At the Crossroads

A depiction of Janus, the Roman god of beginnings and transitions (gates, doorways, endings, and time). (Photo by Science Source/Photo Researchers History/Getty Images)

New Year’s Eve and New Year’s Day together constitute a very strange holiday: Mardi Gras, Lent, and Easter all crammed into one stretch of about 12 hours, from around 8 p.m. on December 31 to around 8 a.m. on January 1, depending on how hard you like to party, with the Lenten part extending as long as your resolutions do.

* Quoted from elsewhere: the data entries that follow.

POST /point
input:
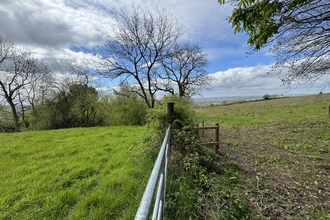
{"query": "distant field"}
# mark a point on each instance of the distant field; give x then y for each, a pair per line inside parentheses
(268, 111)
(81, 173)
(282, 147)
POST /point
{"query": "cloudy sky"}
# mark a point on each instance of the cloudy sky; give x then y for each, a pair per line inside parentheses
(66, 29)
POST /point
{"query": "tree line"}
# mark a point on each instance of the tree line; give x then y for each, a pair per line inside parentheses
(144, 51)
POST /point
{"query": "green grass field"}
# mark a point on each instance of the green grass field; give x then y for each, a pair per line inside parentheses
(282, 150)
(81, 173)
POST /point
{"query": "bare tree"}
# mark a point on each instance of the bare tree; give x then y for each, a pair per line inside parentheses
(135, 49)
(68, 73)
(186, 69)
(16, 66)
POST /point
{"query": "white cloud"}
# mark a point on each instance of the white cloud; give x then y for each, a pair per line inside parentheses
(251, 81)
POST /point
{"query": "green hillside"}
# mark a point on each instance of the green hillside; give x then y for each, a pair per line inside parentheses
(282, 150)
(81, 173)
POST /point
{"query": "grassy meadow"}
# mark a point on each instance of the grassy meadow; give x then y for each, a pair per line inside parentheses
(282, 151)
(80, 173)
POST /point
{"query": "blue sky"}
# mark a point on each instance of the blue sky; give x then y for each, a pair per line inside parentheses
(68, 29)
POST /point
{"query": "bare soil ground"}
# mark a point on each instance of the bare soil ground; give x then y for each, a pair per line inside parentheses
(282, 182)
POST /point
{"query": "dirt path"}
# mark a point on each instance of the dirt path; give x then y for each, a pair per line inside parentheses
(283, 184)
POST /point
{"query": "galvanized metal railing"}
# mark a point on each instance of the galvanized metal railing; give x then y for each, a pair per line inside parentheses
(158, 175)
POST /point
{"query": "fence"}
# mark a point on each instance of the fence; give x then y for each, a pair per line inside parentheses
(158, 175)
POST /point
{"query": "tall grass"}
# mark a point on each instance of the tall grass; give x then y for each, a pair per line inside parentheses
(82, 173)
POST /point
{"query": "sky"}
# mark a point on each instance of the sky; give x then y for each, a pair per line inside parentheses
(69, 29)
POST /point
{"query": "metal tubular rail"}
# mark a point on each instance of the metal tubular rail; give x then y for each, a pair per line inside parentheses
(158, 174)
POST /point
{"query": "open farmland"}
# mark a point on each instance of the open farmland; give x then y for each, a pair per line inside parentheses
(282, 147)
(81, 173)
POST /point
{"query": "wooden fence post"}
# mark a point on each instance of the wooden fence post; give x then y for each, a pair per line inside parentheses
(216, 137)
(170, 112)
(197, 125)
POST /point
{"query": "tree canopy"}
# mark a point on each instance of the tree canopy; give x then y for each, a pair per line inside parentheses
(298, 30)
(140, 46)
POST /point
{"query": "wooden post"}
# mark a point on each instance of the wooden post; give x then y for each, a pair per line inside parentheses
(216, 137)
(170, 112)
(203, 131)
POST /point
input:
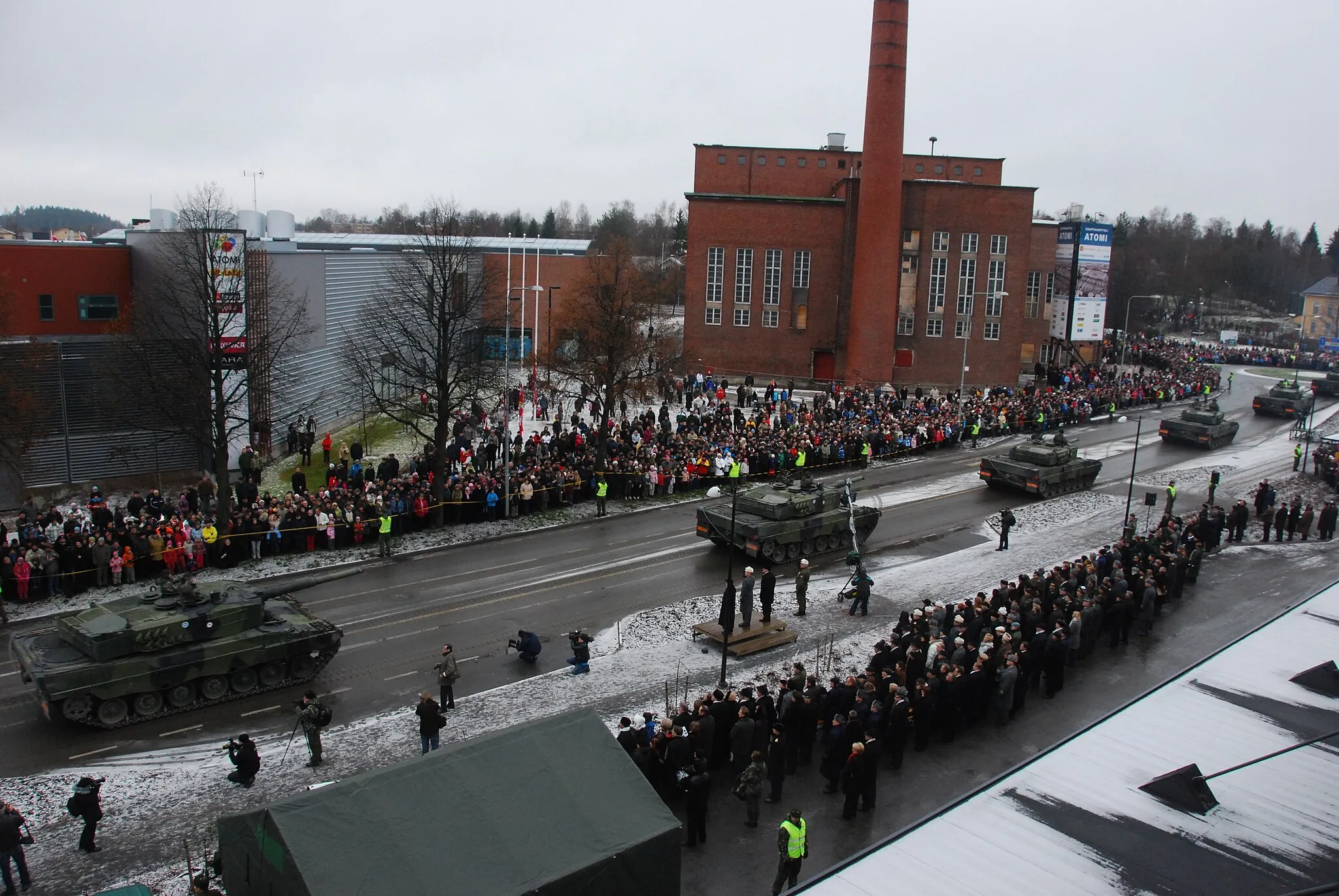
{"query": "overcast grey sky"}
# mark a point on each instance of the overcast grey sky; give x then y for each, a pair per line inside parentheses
(1220, 107)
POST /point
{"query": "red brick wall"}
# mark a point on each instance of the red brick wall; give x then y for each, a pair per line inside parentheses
(986, 210)
(758, 225)
(63, 273)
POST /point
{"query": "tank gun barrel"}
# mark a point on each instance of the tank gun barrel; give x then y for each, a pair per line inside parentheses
(300, 583)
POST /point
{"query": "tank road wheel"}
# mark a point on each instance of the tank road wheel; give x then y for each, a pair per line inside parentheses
(148, 703)
(303, 666)
(181, 695)
(271, 674)
(76, 709)
(213, 688)
(243, 681)
(113, 712)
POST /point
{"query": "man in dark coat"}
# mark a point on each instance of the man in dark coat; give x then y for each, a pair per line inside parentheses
(766, 592)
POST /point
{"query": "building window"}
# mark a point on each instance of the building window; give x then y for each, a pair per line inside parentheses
(743, 278)
(800, 280)
(770, 284)
(1033, 302)
(994, 287)
(938, 283)
(98, 308)
(966, 286)
(715, 273)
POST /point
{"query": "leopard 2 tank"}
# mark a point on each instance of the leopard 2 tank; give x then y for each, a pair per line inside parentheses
(784, 522)
(1045, 465)
(182, 646)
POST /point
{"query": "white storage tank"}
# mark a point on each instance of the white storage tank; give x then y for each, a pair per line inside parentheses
(280, 225)
(254, 223)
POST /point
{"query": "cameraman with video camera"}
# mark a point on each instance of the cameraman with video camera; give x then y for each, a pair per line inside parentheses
(243, 754)
(580, 659)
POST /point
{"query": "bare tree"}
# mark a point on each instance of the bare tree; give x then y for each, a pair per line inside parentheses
(420, 350)
(608, 340)
(193, 315)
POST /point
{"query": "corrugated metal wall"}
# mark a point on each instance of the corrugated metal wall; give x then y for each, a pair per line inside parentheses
(88, 423)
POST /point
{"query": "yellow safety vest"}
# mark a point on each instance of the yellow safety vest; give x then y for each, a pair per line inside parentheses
(796, 848)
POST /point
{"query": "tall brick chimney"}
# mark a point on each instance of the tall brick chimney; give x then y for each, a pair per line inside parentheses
(879, 224)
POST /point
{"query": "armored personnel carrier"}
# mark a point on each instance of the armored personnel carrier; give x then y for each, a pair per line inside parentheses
(784, 522)
(1285, 399)
(1326, 388)
(182, 646)
(1202, 425)
(1046, 465)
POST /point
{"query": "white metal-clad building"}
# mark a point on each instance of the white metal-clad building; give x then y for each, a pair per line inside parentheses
(1076, 821)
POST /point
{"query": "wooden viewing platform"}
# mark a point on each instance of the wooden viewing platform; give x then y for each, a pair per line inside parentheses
(743, 642)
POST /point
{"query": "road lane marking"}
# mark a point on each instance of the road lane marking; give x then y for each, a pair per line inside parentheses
(193, 727)
(259, 712)
(79, 755)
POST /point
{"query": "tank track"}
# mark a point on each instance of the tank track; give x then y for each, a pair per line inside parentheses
(131, 718)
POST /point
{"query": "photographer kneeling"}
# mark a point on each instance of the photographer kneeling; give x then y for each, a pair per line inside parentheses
(243, 754)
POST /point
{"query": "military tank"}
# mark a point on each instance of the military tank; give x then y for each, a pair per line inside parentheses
(1202, 425)
(1045, 465)
(1285, 399)
(182, 646)
(784, 522)
(1326, 388)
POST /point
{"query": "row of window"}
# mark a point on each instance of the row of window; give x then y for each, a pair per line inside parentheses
(90, 307)
(781, 161)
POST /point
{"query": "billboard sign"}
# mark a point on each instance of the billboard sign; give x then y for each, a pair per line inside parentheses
(1082, 273)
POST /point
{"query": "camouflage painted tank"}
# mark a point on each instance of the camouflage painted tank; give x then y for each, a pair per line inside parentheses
(1046, 465)
(1202, 425)
(1285, 399)
(784, 522)
(181, 646)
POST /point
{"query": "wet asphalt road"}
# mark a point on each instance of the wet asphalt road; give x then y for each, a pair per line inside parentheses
(397, 615)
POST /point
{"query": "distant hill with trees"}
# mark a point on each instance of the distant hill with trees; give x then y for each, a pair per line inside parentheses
(50, 218)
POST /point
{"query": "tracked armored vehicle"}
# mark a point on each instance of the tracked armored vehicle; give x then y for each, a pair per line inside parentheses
(180, 647)
(784, 522)
(1202, 425)
(1327, 386)
(1285, 399)
(1046, 465)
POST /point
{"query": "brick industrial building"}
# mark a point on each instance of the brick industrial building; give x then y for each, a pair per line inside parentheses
(866, 265)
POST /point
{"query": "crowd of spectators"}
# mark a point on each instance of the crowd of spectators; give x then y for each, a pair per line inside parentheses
(695, 435)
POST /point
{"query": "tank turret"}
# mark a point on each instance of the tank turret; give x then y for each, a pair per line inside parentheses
(182, 644)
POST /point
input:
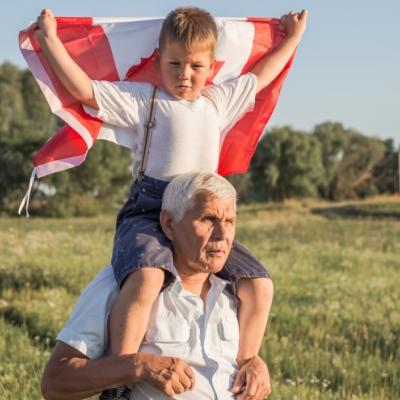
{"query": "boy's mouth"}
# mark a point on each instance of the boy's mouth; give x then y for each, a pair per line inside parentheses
(183, 88)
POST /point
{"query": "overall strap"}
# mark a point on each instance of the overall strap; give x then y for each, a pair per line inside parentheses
(149, 124)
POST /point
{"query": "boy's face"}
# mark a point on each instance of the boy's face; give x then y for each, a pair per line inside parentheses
(184, 72)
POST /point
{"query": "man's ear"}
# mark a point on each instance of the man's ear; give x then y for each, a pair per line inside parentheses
(167, 223)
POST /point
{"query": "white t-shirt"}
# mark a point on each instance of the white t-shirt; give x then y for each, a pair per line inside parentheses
(188, 134)
(205, 335)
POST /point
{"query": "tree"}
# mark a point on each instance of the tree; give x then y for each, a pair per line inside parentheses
(349, 160)
(287, 164)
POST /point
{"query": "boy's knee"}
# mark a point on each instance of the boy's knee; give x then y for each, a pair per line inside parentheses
(144, 283)
(256, 289)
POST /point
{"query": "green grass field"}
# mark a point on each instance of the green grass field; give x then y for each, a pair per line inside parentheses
(334, 331)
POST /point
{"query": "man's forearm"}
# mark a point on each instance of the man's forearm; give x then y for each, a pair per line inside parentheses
(69, 376)
(255, 297)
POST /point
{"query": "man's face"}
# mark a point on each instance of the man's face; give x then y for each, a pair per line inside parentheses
(184, 72)
(203, 238)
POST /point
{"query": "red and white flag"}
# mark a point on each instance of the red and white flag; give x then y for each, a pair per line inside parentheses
(123, 49)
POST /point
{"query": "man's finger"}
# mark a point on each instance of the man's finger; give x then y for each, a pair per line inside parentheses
(192, 377)
(177, 386)
(251, 387)
(239, 382)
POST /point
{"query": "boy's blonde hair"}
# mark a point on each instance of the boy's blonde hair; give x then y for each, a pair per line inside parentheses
(190, 26)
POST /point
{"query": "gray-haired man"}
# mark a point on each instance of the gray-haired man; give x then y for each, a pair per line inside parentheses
(192, 338)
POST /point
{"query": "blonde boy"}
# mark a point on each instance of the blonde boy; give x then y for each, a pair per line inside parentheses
(186, 136)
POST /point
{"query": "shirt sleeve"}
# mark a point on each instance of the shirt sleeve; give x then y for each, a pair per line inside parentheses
(233, 98)
(118, 102)
(86, 329)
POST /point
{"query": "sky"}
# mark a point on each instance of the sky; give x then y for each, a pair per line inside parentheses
(347, 68)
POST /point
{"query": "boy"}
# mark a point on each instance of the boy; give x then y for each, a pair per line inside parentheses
(186, 136)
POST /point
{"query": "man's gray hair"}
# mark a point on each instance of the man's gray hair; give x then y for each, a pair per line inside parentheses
(181, 191)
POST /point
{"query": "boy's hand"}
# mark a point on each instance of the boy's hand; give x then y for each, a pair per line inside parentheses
(252, 382)
(46, 25)
(294, 24)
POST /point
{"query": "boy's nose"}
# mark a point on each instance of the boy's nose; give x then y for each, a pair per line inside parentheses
(184, 72)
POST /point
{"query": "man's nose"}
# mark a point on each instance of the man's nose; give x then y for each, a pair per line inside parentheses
(220, 231)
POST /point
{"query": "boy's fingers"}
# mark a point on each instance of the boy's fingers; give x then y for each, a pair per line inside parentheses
(190, 374)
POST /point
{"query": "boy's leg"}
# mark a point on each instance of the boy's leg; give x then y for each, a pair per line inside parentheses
(255, 297)
(131, 311)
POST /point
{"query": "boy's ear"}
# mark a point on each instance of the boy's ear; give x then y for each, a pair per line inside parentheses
(212, 68)
(167, 223)
(157, 57)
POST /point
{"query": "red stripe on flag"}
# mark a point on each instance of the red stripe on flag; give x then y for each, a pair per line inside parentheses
(89, 47)
(241, 141)
(66, 143)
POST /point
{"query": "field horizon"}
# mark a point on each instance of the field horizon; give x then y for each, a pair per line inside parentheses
(334, 329)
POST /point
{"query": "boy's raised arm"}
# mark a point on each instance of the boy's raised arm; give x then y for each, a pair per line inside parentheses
(268, 68)
(76, 81)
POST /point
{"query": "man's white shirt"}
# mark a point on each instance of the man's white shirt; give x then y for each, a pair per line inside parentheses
(203, 334)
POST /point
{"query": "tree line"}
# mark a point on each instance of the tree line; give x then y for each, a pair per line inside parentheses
(330, 162)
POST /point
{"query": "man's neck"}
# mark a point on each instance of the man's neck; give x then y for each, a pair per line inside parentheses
(197, 283)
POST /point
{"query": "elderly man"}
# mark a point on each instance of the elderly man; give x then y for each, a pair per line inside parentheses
(191, 342)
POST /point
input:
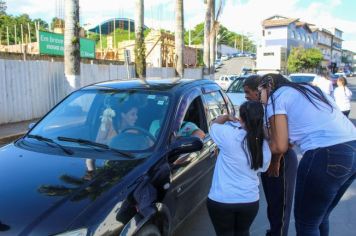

Whereas Thanksgiving is a Christian holiday disguised as a secular one, New Year’s remains true to its pagan roots—alongside Halloween, which has turned into something of a heathen cultural juggernaut, it is our most obviously pagan festival. We owe the date itself to Julius Caesar’s calendar reforms, which moved the date of the new year from the Ides of March to January 1 and the patron of the celebration from the war god Mars to the two-faced Janus, the much more ancient personification of beginnings and endings. Knowing the calendar adds a little richness to the story of Caesar’s assassination on the Ides of March, the most political day of the Roman year, the day on which new consuls began their terms, with the Romans counting their years from one consulship to the next in roughly the same way later Europeans counted their years from the coronations of their kings. Assassinating Caesar on the Ides of March was profoundly conservative in its symbolism: Caesar’s tyranny was of a piece with his contempt for Roman mores and tradition.